(
computational complexity):
The most important open problem in the field.
The class P is (trivially) a subset of the class NP. Nondeterminism is always optional. However, it would appear absurd that P=NP. A nondeterministic machine trying to decide membership in a language is presented with a hint (called a "witness" or "certificate") which proves membership (no such witness is provided for elements outside the language; the definition is asymmetric).
So most people would be extremely surprised to discover P=NP. It would also have strong repercussions on the way we think of algorithms. But nobody has any idea how to prove that P!=NP.
To show P!=NP it is sufficient to show that one problem in NP is not in P. To show P=NP, it is sufficient to show that one NP-complete problem (say SAT) is in P (an NP-complete problem is by definition in NP, so if it's not in P then P!=NP). Note that this immediately gives a concrete equivalent question: Does there exist a polynomial-time (deterministic) algorithm for checking boolean formula satisfiability?

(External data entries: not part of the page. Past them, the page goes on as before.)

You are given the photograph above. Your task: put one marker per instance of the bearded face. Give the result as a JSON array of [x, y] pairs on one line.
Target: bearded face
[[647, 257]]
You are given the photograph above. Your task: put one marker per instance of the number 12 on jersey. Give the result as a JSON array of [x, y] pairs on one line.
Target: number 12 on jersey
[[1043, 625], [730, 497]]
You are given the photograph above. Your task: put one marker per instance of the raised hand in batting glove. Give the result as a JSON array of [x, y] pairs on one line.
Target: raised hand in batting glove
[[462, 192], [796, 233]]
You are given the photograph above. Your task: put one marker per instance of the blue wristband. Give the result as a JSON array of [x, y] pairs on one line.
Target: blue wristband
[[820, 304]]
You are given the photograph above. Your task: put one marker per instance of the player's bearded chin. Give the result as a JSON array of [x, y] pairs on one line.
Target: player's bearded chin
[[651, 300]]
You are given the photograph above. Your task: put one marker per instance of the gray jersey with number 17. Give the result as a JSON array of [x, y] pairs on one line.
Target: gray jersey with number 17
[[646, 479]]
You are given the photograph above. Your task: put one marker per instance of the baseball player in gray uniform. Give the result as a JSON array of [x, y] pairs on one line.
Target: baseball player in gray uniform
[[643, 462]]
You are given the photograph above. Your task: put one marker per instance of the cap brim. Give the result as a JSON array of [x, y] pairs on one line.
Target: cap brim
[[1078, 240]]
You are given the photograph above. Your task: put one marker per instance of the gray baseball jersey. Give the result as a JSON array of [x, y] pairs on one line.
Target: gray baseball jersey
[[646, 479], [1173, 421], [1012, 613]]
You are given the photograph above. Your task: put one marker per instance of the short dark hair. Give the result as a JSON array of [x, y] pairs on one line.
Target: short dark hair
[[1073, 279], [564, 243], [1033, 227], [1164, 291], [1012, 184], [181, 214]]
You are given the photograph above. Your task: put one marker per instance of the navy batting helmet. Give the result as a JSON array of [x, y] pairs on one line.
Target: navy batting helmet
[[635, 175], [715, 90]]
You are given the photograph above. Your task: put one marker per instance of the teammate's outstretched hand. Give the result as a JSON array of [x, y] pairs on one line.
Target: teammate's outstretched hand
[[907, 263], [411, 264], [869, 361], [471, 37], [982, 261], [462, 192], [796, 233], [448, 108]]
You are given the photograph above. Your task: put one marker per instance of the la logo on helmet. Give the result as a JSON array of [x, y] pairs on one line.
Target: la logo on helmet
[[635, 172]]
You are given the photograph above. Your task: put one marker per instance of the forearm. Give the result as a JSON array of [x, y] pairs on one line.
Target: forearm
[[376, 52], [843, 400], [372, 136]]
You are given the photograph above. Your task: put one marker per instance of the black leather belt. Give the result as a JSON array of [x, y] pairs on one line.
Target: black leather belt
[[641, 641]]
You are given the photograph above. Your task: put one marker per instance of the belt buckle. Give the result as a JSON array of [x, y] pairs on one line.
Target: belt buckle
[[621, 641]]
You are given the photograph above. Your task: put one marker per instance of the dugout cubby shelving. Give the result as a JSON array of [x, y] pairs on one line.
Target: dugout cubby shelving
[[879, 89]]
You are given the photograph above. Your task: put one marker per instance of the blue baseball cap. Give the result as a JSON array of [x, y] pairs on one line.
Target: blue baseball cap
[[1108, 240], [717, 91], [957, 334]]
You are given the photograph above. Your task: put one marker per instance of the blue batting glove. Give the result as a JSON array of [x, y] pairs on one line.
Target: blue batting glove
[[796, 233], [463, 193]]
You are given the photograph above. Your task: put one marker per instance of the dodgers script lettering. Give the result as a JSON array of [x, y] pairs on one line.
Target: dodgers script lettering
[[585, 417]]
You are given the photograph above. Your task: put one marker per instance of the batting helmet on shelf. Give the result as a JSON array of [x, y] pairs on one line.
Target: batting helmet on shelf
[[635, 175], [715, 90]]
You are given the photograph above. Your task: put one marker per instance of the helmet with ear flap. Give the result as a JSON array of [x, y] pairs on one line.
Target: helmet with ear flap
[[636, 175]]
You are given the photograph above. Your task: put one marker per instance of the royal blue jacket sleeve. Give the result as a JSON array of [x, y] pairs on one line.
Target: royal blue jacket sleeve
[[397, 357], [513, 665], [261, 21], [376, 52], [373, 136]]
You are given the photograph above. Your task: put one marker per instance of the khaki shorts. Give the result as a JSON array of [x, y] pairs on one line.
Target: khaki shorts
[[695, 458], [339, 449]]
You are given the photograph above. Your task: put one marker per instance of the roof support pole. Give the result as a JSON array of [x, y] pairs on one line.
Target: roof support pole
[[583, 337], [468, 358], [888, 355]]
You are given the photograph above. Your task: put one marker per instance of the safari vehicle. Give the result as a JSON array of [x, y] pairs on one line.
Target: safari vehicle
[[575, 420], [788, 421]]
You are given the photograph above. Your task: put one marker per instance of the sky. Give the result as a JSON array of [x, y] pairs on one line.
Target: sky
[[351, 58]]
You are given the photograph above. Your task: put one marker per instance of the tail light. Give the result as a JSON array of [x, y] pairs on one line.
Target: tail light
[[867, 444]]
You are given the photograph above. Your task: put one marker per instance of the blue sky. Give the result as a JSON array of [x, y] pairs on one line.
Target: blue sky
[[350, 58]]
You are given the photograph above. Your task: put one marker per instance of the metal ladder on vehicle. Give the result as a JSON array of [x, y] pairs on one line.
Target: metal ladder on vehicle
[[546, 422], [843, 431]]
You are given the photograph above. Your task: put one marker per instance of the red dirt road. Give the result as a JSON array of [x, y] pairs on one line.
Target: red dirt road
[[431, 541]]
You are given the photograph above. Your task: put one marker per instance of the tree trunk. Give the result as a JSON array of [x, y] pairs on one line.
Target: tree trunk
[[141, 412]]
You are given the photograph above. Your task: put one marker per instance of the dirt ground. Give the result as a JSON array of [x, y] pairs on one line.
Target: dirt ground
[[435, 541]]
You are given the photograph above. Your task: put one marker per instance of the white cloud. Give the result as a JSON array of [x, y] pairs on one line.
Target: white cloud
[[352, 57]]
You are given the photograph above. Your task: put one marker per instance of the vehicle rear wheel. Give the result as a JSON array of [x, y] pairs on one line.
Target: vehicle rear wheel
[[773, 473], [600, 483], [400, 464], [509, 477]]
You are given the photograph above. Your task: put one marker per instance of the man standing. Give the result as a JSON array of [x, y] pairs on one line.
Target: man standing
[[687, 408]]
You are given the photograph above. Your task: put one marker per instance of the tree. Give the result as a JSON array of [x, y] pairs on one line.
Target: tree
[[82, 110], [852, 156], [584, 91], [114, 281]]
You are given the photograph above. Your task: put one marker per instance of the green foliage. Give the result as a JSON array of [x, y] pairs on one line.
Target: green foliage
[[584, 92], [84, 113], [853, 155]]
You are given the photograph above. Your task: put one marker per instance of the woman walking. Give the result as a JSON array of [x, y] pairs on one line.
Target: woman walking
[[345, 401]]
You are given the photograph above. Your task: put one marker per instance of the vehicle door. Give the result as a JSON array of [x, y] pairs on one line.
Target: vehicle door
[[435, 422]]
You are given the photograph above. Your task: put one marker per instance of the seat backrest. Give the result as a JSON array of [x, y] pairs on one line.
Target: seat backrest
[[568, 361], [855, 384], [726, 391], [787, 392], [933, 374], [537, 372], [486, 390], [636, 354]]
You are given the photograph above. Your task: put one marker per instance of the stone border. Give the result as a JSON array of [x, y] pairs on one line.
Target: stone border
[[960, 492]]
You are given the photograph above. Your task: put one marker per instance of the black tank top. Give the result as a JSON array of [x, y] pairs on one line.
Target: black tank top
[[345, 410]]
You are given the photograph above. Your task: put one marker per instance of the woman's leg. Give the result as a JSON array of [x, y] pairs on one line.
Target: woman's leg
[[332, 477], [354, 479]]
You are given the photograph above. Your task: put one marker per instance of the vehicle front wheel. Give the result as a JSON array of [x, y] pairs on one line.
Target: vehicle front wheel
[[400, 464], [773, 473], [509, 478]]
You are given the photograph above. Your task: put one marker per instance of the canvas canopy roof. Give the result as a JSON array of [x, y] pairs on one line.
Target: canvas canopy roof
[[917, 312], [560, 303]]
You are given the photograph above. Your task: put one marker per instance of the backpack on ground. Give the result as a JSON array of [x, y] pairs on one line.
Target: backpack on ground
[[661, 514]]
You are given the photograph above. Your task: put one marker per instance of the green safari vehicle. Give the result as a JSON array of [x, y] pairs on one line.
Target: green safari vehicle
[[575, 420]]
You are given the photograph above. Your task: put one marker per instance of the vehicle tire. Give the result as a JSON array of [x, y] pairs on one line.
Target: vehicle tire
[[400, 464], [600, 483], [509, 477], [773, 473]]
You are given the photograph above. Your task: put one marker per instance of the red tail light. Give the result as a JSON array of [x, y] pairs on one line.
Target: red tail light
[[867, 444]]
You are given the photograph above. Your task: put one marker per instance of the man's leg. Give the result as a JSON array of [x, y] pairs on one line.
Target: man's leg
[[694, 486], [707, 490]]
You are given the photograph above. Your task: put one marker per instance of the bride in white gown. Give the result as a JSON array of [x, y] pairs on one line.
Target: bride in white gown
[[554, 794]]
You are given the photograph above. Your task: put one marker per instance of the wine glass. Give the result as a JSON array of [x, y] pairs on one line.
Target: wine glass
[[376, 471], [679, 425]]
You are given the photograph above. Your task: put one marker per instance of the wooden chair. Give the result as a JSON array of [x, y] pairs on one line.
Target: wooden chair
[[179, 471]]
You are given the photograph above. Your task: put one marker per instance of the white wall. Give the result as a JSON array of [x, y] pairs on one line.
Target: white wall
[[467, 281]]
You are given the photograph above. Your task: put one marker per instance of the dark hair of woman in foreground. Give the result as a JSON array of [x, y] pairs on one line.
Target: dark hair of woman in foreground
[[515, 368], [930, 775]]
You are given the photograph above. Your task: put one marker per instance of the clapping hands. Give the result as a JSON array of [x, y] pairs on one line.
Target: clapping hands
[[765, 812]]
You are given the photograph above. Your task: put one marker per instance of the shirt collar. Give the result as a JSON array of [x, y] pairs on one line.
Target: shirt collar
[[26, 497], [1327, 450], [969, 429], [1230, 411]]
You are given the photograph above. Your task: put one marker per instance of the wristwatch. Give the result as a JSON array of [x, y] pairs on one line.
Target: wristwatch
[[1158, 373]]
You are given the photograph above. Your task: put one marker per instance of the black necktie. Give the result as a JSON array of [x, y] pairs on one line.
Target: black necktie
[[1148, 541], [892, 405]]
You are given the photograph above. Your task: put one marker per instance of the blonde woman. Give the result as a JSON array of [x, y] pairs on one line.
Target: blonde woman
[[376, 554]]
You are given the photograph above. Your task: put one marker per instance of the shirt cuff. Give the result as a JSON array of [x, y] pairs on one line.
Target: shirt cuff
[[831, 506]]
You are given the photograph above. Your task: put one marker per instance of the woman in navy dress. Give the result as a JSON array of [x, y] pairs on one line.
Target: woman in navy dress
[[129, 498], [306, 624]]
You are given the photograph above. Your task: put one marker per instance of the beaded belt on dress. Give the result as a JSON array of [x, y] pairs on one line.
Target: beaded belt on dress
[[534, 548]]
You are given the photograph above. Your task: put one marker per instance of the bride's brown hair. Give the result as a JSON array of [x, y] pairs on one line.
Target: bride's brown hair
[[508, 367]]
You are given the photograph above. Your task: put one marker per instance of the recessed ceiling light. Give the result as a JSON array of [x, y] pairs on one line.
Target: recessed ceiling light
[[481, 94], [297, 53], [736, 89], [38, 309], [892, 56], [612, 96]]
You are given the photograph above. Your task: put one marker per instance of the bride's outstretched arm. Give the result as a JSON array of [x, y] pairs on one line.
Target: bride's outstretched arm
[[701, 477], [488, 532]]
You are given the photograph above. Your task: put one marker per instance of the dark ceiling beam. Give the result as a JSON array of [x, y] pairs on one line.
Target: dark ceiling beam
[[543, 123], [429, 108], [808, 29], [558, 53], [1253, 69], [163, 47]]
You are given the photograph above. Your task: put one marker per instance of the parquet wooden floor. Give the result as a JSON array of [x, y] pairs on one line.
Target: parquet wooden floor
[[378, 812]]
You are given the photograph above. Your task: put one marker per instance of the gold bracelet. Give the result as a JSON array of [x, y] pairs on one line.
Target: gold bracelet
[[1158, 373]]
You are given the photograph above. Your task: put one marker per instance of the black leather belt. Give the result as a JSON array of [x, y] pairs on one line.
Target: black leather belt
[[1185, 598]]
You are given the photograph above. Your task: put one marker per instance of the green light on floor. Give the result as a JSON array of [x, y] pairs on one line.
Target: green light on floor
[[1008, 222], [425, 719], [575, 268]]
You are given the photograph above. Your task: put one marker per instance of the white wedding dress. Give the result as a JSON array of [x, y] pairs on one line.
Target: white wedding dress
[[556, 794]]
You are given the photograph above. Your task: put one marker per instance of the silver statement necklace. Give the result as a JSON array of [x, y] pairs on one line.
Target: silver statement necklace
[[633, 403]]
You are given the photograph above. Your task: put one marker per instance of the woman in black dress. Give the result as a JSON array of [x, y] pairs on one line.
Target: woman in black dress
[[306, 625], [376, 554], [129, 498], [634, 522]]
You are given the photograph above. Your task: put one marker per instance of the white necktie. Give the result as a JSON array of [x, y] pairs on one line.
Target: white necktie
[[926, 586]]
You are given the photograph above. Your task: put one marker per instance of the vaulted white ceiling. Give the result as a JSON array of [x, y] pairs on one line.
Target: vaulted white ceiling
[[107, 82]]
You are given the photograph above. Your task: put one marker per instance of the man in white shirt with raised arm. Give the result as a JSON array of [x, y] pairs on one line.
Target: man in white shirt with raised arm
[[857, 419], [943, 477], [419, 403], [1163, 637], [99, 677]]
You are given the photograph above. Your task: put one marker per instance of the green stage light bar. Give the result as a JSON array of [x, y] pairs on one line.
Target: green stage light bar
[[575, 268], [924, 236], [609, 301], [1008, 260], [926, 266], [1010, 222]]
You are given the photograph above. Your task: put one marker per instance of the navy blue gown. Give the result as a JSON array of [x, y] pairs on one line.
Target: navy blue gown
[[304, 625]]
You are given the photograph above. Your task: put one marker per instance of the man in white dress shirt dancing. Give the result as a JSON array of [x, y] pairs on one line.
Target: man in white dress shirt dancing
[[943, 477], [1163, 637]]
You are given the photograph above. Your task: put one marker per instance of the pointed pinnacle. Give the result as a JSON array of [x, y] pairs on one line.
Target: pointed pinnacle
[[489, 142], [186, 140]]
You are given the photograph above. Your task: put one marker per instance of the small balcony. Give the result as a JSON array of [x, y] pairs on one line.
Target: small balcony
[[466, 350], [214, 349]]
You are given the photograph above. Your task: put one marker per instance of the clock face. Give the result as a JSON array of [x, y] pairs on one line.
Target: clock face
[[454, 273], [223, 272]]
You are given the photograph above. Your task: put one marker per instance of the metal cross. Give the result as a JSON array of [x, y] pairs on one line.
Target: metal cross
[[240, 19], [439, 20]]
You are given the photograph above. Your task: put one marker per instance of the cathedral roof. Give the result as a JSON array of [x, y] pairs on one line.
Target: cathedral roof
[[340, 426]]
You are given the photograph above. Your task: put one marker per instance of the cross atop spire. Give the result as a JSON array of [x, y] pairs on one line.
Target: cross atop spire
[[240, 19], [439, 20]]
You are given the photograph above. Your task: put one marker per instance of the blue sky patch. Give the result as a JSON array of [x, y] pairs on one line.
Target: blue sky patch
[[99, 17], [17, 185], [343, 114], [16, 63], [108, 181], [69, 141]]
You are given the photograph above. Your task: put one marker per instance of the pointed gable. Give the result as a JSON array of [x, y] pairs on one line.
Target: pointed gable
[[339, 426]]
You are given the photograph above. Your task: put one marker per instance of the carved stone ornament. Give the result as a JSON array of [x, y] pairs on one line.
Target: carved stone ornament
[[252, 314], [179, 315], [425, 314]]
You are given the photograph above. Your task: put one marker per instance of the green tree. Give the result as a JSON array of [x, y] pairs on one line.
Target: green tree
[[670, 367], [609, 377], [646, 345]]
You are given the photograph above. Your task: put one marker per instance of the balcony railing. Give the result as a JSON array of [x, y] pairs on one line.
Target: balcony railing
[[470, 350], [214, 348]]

More structural approaches have also been tried. For instance, the definition of NP is not symmetric. If we know a language is in NP, we generally do not know that its complement (the set of words not in the language) is in NP. The class of these complements is coNP. But if a language is in P, then so is its complement. So if we could show NP!=coNP, we would immediately deduce that P!=NP (otherwise, since P=coP, NP=P=coP=coNP using some trivial logic). Now, very few problems are known to be both in NP and in coNP, yet not known to be in P. And of course, none of these problems are NP complete (an NP complete problem in coNP would immediately show NP=coNP). Yet proving a language is not in NP (or not in coNP) is also a very difficult task.
Some approaches are known not to work. The usual method for solving problems like the halting problem is known as diagonalization. However, it can be shown that diagonalization isn't strong enough to show P!=NP. In other words, a much better understanding of P will be required to show P!=NP, one from which we are very far.